Mientras Diego se ponía una camiseta limpia, Ramone miró la habitación. Pósters de raperos cortados del Source y el Vibe, y una bonita foto de un Impala restaurado del 63, pegados a un panel de corcho; un póster del gimnasio de Mack Lewis en Baltimore, un collage de boxeadores locales con Tyson y Ali, con el lema «Un buen boxeador atraviesa el umbral del dolor para alcanzar la grandeza». En el suelo, copias de CDs realizadas en el ordenador, una torre de CDs, un estéreo portátil, varios Don Diva y una revista de armas, tejanos y camisetas, tanto sucios como limpios, jerséis Authentic de varios diseños, unas Timberland y dos pares de Nike. En la mesa, rara vez utilizada para estudiar, el libro sin leer de Colmillo Blanco, y Valor de ley, también sin leer.
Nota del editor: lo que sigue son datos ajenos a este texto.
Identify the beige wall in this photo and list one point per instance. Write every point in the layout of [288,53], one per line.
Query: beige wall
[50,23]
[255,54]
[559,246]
Ramone había pensado que a Diego le gustaría, pero no había conseguido engancharle; líquido para limpiar deportivas; fotos de chicas negras e hispanas que ellas mismas le habían regalado y en las que aparecían con tejanos ajustados y camisetas cortas; unos dados; un encendedor con una hoja de marihuana pintada, y su cuaderno, con el nombre de Diego escrito al estilo graffiti en la cubierta. De un clavo en la pared colgaba una gorra decorada con su apodo y los números 09, el año de su futura graduación en el instituto.

A pesar de los avances tecnológicos y los cambios culturales y estéticos, la habitación de Diego se parecía mucho a la de Ramone en 1977. De hecho, Diego se parecía a su padre en muchos aspectos.

– ¿Qué hay de cena?

– Tu madre está preparando salsa.

– ¿La suya o la de la abuela?

– Venga, chaval -dijo Ramone-. Ve a lavarte.